Unlike patents, which may confer proprietary rights in relation to general ideas and concepts per se when construed as methods, copyrights cannot confer such rights. An adventure novel provides an illustration of the concept. Copyright may subsist in the work as a whole, in the particular story or characters involved, or in any artwork contained in the book, but generally not in the idea or genre of the story. Copyright, therefore, may not subsist in the idea of a man venturing out on a quest, but may subsist in a particular story that follows that pattern. Similarly, if the methods or processes described in a work are patentable, they may be the subject of various patent claims, which may or may not be broad enough to cover other methods or processes based on the same idea. Arthur C Clarke, for example, sufficiently described the concept of a communications satellite (a geostationary satellite used as a telecommunications relay) in a 1945 paper that was not considered patentable in 1954 when it was developed at Bell Labs.

Legal origins and status.

Philosophically, there is disagreement about the distinction between thought and language. In the past it was often thought that the two could not be separated, and so a paraphrase could never exactly reproduce a thought expressed in different words. At the opposite extreme is the view that concepts and language are completely independent, so there is always a range of ways in which a concept can be expressed.

In the United States, the doctrine originated from the 1879 Supreme Court case of Baker v Selden. The Supreme Court held in Selden that, while exclusive rights to the "useful arts" (in this case bookkeeping) described in a book might be available by patent, only the description itself was protectable by copyright. In later cases, the Supreme Court has stated that "unlike a patent, a copyright gives no exclusive right to the art disclosed; protection is given only to the expression of the idea—not the idea itself," and that "copyright's idea or expression dichotomy 'strike a definitional balance between the First Amendment and the Copyright Act by permitting free communication of facts while still protecting an author's expression.'"

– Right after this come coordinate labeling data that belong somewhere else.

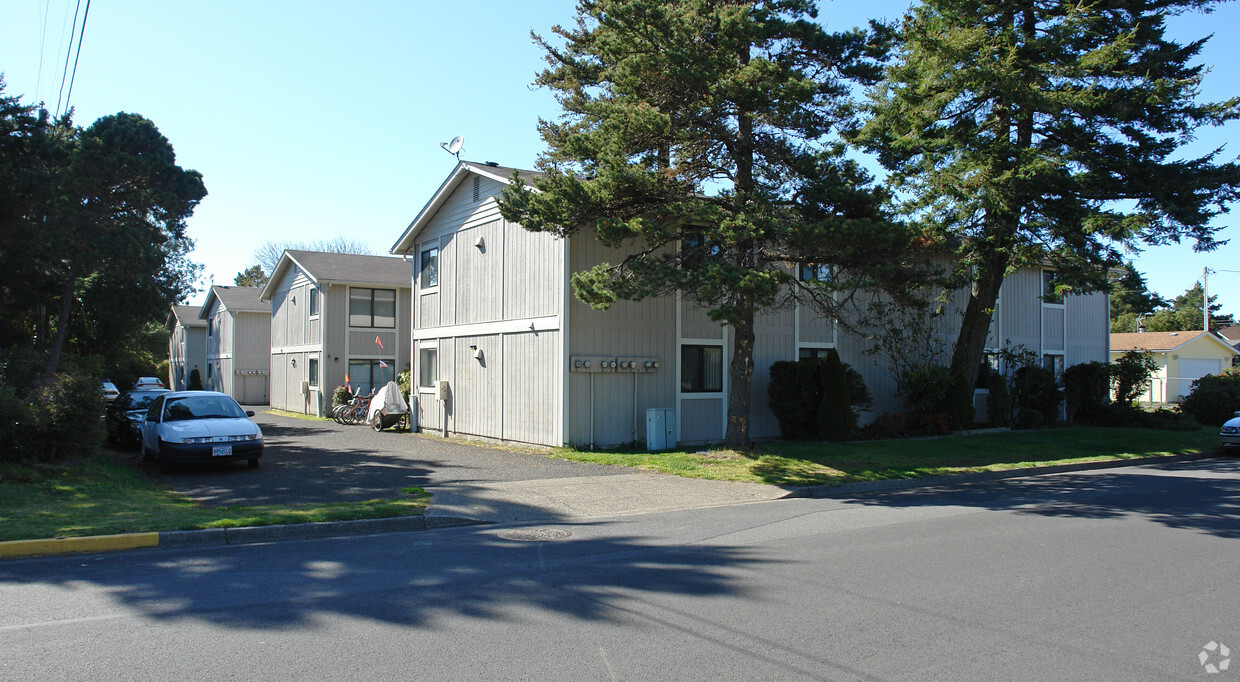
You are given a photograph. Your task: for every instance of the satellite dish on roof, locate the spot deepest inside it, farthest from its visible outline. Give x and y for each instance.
(454, 146)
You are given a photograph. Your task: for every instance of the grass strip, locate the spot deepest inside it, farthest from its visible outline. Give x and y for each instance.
(96, 496)
(805, 464)
(296, 416)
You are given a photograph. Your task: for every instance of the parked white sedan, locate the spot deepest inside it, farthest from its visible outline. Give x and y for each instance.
(200, 425)
(1230, 432)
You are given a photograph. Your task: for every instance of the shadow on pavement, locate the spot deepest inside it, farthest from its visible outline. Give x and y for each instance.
(1167, 494)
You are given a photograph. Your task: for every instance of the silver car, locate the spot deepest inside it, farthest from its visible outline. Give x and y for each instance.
(1230, 432)
(200, 425)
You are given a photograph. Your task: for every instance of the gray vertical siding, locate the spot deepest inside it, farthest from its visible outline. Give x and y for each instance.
(1089, 327)
(515, 392)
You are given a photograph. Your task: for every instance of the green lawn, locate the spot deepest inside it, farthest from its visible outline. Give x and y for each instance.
(97, 496)
(804, 464)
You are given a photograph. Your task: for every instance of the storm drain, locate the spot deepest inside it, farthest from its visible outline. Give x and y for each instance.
(535, 535)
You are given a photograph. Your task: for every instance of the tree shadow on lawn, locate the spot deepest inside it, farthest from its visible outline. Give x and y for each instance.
(1169, 494)
(295, 470)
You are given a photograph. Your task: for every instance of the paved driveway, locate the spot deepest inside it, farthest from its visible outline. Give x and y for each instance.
(324, 461)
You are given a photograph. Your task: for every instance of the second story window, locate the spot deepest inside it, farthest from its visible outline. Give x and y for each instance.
(428, 270)
(372, 308)
(815, 272)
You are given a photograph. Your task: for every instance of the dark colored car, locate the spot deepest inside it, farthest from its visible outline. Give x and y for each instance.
(199, 425)
(125, 414)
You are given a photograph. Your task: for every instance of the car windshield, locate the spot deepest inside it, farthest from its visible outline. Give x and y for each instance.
(201, 407)
(141, 401)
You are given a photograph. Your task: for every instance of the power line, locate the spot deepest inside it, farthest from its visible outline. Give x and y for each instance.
(81, 35)
(70, 52)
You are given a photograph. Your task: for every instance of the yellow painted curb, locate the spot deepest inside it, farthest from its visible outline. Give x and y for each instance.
(67, 546)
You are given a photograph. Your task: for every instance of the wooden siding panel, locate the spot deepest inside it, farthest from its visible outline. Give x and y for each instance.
(532, 273)
(361, 344)
(695, 323)
(476, 391)
(701, 420)
(428, 310)
(1022, 309)
(1089, 330)
(531, 397)
(478, 275)
(1052, 327)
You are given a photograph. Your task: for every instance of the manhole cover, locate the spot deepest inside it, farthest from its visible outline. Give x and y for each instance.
(535, 535)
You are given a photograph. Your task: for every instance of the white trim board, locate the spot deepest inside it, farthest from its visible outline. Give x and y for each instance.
(490, 329)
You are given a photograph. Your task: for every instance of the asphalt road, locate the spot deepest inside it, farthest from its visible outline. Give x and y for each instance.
(324, 461)
(1116, 574)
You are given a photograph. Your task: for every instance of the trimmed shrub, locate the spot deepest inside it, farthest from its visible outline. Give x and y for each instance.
(1086, 388)
(938, 401)
(1036, 396)
(1214, 398)
(53, 420)
(797, 389)
(998, 403)
(836, 417)
(1130, 375)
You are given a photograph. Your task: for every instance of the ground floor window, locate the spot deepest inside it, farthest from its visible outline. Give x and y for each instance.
(1054, 363)
(428, 367)
(370, 375)
(812, 354)
(701, 368)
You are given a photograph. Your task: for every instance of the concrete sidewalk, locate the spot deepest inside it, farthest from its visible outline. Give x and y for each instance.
(587, 497)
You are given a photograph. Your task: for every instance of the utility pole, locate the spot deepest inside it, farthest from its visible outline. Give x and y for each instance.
(1205, 299)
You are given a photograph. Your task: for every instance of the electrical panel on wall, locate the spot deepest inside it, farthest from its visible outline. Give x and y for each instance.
(592, 363)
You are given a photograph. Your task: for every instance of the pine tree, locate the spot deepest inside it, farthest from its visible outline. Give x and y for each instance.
(1026, 132)
(696, 134)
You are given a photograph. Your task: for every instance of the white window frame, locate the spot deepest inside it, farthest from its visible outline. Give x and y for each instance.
(425, 346)
(723, 370)
(432, 246)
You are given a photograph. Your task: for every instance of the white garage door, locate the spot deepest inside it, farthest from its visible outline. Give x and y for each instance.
(1194, 368)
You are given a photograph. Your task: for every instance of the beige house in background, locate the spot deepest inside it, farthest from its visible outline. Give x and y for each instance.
(1182, 357)
(238, 342)
(186, 346)
(505, 351)
(334, 319)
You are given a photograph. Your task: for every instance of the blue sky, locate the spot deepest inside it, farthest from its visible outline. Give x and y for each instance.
(314, 119)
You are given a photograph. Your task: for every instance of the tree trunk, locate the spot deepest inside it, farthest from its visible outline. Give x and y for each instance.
(740, 381)
(62, 324)
(975, 326)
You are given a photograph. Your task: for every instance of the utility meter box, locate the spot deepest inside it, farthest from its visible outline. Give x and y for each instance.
(660, 428)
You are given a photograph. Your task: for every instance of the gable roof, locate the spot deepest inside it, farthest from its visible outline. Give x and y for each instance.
(1160, 341)
(346, 268)
(463, 170)
(184, 315)
(234, 299)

In the English decision of Donoghue v Allied Newspapers Limited (1938) Ch 106, the court illustrated the concept by stating that "the person who has clothed the idea in form, whether by means of a picture, a play or a book" owns the copyright. In the Australian decision of Victoria Park Racing and Recreation Grounds Company Limited v Taylor (1937), Latham CJ used the analogy of reporting a person's fall from a bus: the first person to do so could not use the law of copyright to stop other people from announcing this fact.

Today, Article 1.2 of the European Union Software Directive expressly excludes from copyright ideas and principles that underlie any element of a computer program, including those that underlie its interfaces. As stated by the European Court of Justice in SAS Institute Inc v World Programming Limited, "to accept that the functionality of a computer program can be protected by copyright would amount to making it possible to monopolize ideas, to the detriment of technological progress and industrial development."

Scènes à faire.

Some courts have recognized that particular ideas can be expressed effectively only by using certain elements or background. The French name for this doctrine is Scènes à faire. Therefore, even the expression in these circumstances is unprotected, or extremely limited to verbatim copying only. This is true in the United Kingdom and most Commonwealth countries.